The Descendants is one of those movies that’s not so much about any larger themes or life issues and more about one specific group of characters, and it’s a group of characters I found myself very engrossed by.  Matt puts Clooney in another of his patented states of enuii, but gives him two daughters for whom he can’t simply crawl into a bottle.  More than anything else, The Descendants is about his attempts to keep going through his wife’s last days, even as his image of her grows more and more disillusioned.  Because this is kind of a comedy, he’s got a little goofiness to his run, a little extra franticness to his desperation, but it’s a performance bursting at the seams with emotional truth, right down to when he finally breaks down, asks his daughters to leave the room and rages at his comatose wife.  And I won’t spoil what he does and says when he finally has the courage to approach Brian and Julie, but it’s both complex and satisfying.

I really liked the dynamic between he, Alex and Sid.  It would be easy to have his elder daughter nag and make trouble throughout the movie, but it’s also interesting to watch her put those issues aside when there are larger issues, and the idea of confronting Brian is just as galvanizing for her as it is for Matt.  TV star Woodley (The Secret Life of the American Teenager) is very good in the role and has nicely lived-in chemistry with Clooney.  But the character that really comes out of nowhere is Sid, so skillfully played by Krause.  At first, he seems like the dumbest guy in the world, with a need to say the wrong thing at the wrong time that borders on Tourette’s.  But he’s got a secret of his own, and there’s an absolutely wonderful scene where he explains to Matt how he can relate to his situation and how he’s dealt with his own tragedies that is an utterly unique movie moment.  

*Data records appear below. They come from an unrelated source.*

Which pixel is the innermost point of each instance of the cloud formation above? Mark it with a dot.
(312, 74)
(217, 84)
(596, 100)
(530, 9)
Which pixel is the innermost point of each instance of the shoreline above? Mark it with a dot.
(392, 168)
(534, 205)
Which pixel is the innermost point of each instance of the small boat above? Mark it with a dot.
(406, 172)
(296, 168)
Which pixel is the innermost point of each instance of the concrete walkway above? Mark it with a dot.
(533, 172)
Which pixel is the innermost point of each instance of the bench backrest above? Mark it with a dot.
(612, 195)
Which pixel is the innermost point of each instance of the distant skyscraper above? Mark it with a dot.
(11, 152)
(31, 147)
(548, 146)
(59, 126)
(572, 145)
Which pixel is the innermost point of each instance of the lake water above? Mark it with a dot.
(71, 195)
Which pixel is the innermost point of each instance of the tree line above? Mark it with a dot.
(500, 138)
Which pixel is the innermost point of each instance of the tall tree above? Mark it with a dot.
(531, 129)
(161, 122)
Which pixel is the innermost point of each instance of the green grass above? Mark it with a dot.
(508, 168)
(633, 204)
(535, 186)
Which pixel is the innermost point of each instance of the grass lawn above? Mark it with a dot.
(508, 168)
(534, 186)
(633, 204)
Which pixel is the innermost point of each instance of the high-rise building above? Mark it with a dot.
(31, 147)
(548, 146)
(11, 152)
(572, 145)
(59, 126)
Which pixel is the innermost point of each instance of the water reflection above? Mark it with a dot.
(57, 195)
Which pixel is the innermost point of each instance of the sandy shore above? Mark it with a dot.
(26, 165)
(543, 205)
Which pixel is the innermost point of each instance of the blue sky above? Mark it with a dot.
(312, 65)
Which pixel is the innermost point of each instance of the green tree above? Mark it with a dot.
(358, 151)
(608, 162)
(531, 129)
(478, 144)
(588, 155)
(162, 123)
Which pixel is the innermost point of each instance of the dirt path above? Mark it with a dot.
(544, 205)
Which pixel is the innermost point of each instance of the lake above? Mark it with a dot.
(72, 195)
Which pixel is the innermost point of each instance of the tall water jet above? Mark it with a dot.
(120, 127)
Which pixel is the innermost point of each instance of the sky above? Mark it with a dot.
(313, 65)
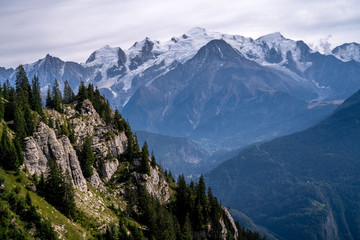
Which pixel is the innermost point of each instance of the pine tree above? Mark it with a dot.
(19, 123)
(87, 158)
(57, 190)
(118, 121)
(187, 230)
(23, 89)
(35, 95)
(2, 104)
(8, 154)
(145, 167)
(11, 104)
(82, 93)
(68, 93)
(49, 102)
(153, 160)
(201, 205)
(56, 97)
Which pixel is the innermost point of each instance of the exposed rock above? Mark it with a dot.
(35, 160)
(155, 184)
(95, 181)
(38, 150)
(228, 215)
(84, 121)
(74, 164)
(107, 168)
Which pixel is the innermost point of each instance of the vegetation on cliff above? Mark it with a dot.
(128, 196)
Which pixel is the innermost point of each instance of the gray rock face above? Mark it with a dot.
(106, 144)
(155, 184)
(44, 146)
(35, 160)
(84, 121)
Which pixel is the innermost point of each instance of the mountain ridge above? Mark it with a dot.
(289, 75)
(305, 182)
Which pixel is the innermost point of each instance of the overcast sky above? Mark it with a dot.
(73, 29)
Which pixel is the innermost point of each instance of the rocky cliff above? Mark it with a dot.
(108, 144)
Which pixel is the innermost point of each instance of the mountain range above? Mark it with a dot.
(301, 186)
(221, 91)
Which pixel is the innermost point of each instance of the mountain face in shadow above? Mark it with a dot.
(302, 186)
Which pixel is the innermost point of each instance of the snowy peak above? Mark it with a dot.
(103, 56)
(271, 39)
(347, 52)
(141, 52)
(195, 32)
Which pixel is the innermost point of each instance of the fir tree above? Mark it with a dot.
(49, 102)
(8, 154)
(153, 160)
(19, 122)
(68, 93)
(35, 95)
(23, 89)
(87, 158)
(118, 121)
(82, 93)
(2, 104)
(10, 105)
(56, 97)
(57, 190)
(145, 167)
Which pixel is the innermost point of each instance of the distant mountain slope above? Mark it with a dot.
(301, 186)
(223, 91)
(178, 154)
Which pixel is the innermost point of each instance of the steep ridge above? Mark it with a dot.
(76, 171)
(301, 186)
(283, 84)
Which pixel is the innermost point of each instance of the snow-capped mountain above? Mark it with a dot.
(347, 52)
(214, 87)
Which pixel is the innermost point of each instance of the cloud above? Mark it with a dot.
(73, 29)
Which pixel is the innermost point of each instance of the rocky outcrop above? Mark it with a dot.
(107, 144)
(43, 146)
(83, 120)
(228, 216)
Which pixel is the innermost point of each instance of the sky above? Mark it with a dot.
(73, 29)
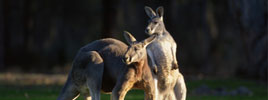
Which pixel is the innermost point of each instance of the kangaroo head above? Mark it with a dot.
(155, 23)
(136, 50)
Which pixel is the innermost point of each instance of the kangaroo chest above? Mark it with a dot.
(162, 52)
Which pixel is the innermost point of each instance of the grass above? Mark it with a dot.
(50, 92)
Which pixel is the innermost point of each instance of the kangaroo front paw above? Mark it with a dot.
(175, 66)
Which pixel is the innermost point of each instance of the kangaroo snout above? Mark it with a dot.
(147, 30)
(127, 60)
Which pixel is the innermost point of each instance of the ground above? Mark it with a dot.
(14, 88)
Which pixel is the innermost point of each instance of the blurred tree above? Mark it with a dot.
(109, 17)
(2, 65)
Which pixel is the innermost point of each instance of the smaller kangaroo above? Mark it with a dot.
(99, 66)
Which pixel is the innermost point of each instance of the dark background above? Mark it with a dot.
(221, 38)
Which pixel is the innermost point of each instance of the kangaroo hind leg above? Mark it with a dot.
(94, 74)
(69, 91)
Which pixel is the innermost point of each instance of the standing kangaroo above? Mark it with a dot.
(162, 53)
(99, 66)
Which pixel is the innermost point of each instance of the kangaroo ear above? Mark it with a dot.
(129, 38)
(160, 11)
(149, 11)
(149, 40)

It’s interesting to watch Lillard, who was always crazy talented (seriously, you think it’s EASY to do that good of an impression of a cartoon character?) but victimized by his wiliness to play to the back row, start to take some more mature roles and do good work in them.  The scene where he and Matt finally address the elephant in the room oozes tension.  And Greer, a long-time Palace favorite, is terrific as the clueless wife who’s not a fool as she watches one thing after another not add up.  Forster also has some great moments:  the scenes where Matt must decide whether to allow Scott his delusions about his daughter or speak the truth also pack a great deal of humble human suspense.

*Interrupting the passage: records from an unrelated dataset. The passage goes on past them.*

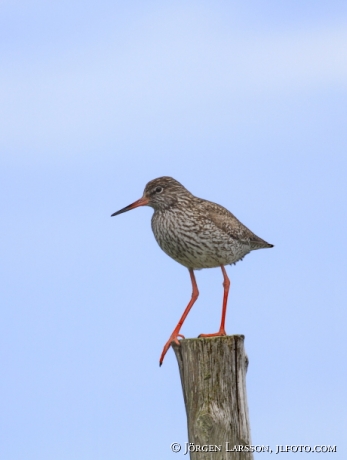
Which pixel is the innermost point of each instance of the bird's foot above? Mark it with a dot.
(173, 338)
(220, 333)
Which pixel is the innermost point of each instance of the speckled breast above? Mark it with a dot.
(195, 242)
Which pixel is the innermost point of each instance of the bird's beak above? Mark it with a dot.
(141, 202)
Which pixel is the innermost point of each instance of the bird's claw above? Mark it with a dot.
(220, 333)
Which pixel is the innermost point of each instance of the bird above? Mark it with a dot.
(198, 234)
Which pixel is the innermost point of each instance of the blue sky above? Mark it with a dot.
(245, 103)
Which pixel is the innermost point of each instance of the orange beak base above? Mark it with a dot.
(141, 202)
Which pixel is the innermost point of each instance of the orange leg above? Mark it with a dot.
(226, 285)
(175, 334)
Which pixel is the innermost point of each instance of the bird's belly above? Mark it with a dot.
(198, 248)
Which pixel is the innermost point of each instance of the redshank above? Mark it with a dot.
(196, 233)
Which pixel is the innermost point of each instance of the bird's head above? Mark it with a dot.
(160, 194)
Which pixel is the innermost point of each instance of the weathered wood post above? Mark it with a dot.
(213, 376)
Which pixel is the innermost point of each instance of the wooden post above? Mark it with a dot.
(213, 377)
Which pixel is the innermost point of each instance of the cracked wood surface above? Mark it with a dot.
(213, 377)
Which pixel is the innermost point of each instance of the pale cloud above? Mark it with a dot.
(161, 67)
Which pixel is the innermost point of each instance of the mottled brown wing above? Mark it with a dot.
(229, 224)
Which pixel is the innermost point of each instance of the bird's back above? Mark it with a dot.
(201, 234)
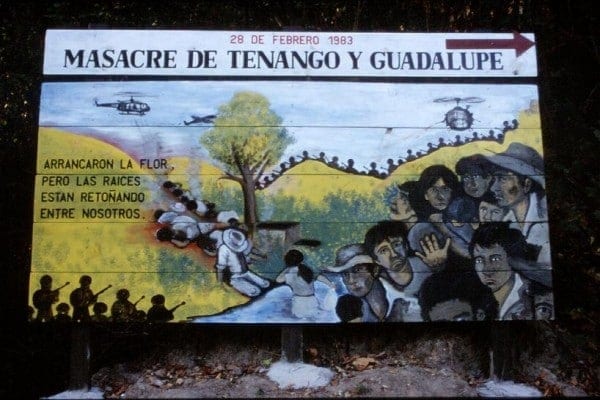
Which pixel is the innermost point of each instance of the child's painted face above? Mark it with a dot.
(439, 195)
(358, 279)
(491, 264)
(476, 185)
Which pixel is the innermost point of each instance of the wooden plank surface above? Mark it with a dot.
(157, 190)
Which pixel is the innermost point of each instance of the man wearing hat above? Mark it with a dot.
(474, 174)
(360, 276)
(519, 185)
(231, 256)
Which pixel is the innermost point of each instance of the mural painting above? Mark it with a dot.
(286, 201)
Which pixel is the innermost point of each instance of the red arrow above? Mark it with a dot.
(519, 42)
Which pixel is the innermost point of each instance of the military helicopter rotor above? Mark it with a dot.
(130, 106)
(459, 118)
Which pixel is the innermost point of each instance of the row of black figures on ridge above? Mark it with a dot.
(382, 172)
(82, 298)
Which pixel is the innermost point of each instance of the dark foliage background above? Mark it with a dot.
(567, 35)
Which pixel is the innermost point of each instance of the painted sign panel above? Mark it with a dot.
(288, 200)
(223, 53)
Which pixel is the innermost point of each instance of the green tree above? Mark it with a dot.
(247, 137)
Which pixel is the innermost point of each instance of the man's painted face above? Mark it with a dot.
(392, 255)
(476, 185)
(491, 264)
(507, 189)
(439, 195)
(358, 280)
(401, 208)
(451, 310)
(489, 212)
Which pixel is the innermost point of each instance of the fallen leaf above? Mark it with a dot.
(362, 362)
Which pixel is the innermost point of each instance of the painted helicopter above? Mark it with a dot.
(459, 118)
(127, 107)
(207, 119)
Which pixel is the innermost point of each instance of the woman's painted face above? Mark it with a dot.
(489, 212)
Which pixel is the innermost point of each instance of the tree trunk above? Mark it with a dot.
(250, 213)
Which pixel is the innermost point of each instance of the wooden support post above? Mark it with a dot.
(502, 351)
(291, 344)
(79, 376)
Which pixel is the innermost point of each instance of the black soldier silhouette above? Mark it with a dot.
(159, 312)
(350, 167)
(373, 171)
(122, 309)
(334, 163)
(44, 298)
(321, 157)
(62, 313)
(391, 166)
(100, 309)
(82, 298)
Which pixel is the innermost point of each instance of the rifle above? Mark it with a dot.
(177, 306)
(58, 289)
(141, 298)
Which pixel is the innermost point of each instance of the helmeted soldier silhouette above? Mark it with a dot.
(100, 309)
(82, 298)
(122, 309)
(62, 313)
(44, 298)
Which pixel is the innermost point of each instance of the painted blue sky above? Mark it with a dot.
(345, 119)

Luckily, I wasn’t all that concerned or invested in the subplot about who ends up with the land, because the resolution the movie decides upon is at best a cop-out.  But I did really like the Wes Anderson-like tone of the final scene, in which the three surviving members of the King clan don’t speak a word, but tell us with their body language was has changed and what remains to be worked on.

The Descendants is one of those Awards Season movies that lacks a lot of cross-over potential to a wide audience because not a lot happens in it.  But if you find yourself drawn to movies where characters quietly struggle with big moments in their lives, this is a very good one.  After all, nobody quietly struggles quite like George Clooney.